US 12,373,324 B1
	System and method for format drift and format anomaly detection
Zhaohui Wang, San Francisco, CA (US); Ryan Gannon, San Francisco, CA (US); Xiao Lin, San Jose, CA (US); and Chandrima Sarkar, Dublin, CA (US)
Assigned to Cisco Technology, Inc., San Jose, CA (US)
Filed by Splunk Inc., San Francisco, CA (US)
Filed on Feb. 2, 2022, as Appl. No. 17/591,535.
Claims priority of provisional application 63/285,997, filed on Dec. 3, 2021.
Int. Cl. G06F 11/34 (2006.01); G06F 16/242 (2019.01); G06F 16/2458 (2019.01)

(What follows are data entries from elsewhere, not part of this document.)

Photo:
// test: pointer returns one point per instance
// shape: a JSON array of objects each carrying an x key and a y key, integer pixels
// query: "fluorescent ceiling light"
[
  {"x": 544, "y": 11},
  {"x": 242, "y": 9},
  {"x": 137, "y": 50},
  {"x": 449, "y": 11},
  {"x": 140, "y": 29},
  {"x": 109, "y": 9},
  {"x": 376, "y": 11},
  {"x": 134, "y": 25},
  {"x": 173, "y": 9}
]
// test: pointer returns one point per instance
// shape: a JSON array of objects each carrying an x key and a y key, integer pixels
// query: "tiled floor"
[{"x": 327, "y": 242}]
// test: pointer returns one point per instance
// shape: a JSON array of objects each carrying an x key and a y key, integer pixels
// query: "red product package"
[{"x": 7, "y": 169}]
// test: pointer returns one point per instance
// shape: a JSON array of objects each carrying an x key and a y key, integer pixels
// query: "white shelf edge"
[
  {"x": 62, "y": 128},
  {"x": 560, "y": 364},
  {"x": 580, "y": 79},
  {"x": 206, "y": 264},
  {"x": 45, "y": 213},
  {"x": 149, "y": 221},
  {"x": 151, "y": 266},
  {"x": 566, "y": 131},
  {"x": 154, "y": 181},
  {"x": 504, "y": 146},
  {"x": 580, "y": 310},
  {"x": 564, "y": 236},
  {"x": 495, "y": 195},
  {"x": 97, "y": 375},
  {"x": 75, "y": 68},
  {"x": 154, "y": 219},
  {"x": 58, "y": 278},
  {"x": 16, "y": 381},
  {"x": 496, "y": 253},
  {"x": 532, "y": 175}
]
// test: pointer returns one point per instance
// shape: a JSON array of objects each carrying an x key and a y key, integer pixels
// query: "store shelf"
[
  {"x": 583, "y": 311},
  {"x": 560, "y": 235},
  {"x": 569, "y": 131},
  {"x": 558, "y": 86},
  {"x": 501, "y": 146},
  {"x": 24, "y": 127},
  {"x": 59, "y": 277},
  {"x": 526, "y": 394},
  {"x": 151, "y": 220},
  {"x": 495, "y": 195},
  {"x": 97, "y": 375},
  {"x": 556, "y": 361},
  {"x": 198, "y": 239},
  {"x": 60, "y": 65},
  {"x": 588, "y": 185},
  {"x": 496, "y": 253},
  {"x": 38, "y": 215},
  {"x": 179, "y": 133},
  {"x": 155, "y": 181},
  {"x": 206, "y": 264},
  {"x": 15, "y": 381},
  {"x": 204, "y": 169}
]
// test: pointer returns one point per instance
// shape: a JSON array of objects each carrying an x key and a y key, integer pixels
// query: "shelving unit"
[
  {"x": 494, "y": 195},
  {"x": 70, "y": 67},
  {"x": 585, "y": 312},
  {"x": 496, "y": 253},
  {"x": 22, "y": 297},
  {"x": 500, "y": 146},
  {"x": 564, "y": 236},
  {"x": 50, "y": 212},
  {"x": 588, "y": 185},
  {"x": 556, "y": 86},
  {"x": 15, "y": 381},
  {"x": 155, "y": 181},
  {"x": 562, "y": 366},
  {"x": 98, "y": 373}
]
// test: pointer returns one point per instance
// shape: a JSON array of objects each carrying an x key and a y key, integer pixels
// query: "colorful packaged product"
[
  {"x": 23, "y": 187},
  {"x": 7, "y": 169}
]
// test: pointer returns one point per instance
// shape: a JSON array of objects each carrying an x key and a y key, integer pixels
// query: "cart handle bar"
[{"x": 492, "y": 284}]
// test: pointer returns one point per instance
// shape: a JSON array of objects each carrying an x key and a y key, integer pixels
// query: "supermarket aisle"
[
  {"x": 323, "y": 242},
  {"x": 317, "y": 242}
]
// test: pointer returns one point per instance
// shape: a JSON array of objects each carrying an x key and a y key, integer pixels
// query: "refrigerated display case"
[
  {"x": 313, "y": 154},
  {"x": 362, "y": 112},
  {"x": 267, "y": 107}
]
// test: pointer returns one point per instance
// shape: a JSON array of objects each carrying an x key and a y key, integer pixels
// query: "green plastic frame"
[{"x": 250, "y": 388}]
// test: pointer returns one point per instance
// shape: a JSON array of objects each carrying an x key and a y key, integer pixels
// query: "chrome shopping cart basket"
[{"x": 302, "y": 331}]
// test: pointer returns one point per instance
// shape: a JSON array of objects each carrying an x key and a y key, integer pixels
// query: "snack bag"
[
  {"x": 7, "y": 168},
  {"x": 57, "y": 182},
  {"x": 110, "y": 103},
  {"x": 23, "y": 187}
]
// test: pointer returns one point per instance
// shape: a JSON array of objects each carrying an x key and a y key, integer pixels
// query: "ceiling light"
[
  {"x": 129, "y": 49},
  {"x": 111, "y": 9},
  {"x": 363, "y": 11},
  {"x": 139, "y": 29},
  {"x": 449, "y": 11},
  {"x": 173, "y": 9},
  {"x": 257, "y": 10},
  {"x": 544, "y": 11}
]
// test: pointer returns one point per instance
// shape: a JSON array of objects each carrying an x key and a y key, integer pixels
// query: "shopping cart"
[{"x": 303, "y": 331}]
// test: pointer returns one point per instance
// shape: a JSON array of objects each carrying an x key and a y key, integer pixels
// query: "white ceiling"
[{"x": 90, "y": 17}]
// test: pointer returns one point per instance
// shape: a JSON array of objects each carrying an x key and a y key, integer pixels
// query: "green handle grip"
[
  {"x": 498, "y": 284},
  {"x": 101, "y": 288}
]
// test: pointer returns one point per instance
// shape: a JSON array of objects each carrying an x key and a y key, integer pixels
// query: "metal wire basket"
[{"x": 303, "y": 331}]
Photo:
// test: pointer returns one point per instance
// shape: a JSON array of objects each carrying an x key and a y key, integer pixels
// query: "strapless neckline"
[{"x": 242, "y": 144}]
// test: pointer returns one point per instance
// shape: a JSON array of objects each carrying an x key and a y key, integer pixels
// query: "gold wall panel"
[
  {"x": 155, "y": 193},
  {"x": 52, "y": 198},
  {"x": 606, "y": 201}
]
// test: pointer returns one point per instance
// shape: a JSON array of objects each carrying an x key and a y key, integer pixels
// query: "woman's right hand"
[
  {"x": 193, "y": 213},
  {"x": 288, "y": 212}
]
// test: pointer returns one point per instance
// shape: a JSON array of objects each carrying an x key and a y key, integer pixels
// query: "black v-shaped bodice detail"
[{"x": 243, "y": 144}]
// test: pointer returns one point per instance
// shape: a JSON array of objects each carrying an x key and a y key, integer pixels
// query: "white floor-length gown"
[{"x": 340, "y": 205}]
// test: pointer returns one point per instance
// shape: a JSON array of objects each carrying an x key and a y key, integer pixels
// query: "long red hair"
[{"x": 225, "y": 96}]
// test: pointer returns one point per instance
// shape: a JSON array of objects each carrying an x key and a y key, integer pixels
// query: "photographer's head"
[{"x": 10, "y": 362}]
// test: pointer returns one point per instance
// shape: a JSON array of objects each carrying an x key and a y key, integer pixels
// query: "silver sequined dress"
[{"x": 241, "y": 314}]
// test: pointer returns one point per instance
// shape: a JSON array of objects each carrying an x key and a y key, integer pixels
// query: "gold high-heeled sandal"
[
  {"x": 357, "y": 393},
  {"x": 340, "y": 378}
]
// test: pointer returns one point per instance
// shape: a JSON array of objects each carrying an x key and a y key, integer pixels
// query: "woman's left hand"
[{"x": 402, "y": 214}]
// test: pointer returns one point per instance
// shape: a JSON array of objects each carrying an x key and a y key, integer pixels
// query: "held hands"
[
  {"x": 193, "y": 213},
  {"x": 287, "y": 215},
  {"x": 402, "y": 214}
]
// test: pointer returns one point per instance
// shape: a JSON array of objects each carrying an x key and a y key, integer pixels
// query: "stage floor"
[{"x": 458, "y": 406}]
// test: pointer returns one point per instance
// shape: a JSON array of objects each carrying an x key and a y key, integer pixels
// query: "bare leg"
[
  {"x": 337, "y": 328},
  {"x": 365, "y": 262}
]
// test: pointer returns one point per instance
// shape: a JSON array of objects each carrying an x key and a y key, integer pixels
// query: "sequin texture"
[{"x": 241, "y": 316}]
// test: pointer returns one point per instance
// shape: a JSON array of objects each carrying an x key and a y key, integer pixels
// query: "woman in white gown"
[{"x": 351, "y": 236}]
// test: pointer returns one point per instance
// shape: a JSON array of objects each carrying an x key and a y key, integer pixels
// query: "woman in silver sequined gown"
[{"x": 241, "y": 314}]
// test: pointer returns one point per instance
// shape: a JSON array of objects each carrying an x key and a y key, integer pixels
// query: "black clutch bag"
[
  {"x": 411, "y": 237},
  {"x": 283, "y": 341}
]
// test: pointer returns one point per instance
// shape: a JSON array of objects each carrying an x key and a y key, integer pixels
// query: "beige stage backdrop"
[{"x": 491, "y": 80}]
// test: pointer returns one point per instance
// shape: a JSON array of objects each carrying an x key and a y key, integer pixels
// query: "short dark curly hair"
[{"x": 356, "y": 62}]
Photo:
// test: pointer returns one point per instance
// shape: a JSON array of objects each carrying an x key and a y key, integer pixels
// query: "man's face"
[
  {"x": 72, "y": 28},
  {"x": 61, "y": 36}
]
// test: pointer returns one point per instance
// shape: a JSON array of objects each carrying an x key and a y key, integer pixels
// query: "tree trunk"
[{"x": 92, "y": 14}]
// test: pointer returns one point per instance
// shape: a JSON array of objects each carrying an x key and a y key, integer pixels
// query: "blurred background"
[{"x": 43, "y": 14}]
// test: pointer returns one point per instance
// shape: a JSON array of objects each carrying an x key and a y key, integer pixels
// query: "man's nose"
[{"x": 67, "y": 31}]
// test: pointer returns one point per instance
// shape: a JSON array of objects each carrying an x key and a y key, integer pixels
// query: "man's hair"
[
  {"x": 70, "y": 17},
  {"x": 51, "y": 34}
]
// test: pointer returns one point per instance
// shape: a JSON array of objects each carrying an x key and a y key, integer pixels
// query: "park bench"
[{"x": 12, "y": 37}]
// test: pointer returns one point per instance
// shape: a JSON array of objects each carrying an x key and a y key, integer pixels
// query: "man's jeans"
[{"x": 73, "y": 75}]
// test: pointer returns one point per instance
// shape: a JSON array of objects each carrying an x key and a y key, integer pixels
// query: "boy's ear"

CPC G06F 11/3452 (2013.01) [G06F 16/244 (2019.01); G06F 16/2462 (2019.01)]

23 Claims

1. A computerized method comprising:

extracting a format representation for a first data sample of an incoming data stream by at least accessing a data schema for each field of the first data sample to determine a data point type, wherein the first data sample comprises a plurality of data points, each data point of the plurality of data points is maintained within a field of the first data sample and corresponds to a performance measurement directed to (i) computing resource associated with a source of the incoming data stream or (ii) an operating state of the source of the incoming data stream;

conducting transformations on format representations associated with data point types of the first data sample to produce a first plurality of count values, wherein the transformed format representations associated with each data point type within the first data sample operates as a count reference;

accessing a data schema for each field of a second data sample of the incoming data stream to determine a data point type for identifying changes in field format;

conducting transformations on format representations associated with data point types of a second data sample of the incoming data stream to produce a second plurality of count values, wherein the second plurality of count values identifying a number of occurrences of the transformed format representation associated with each data point type within the second data sample;

computing a first probability distribution based on the first plurality of count values;

computing a second probability distribution based on the second plurality of count values;

conducting analytics using the first probability distribution and the second probability distribution to produce a first metric; and

determining a format drift for the data stream in response to evaluating the first metric to a second metric operating as a threshold metric signifying a format drift condition.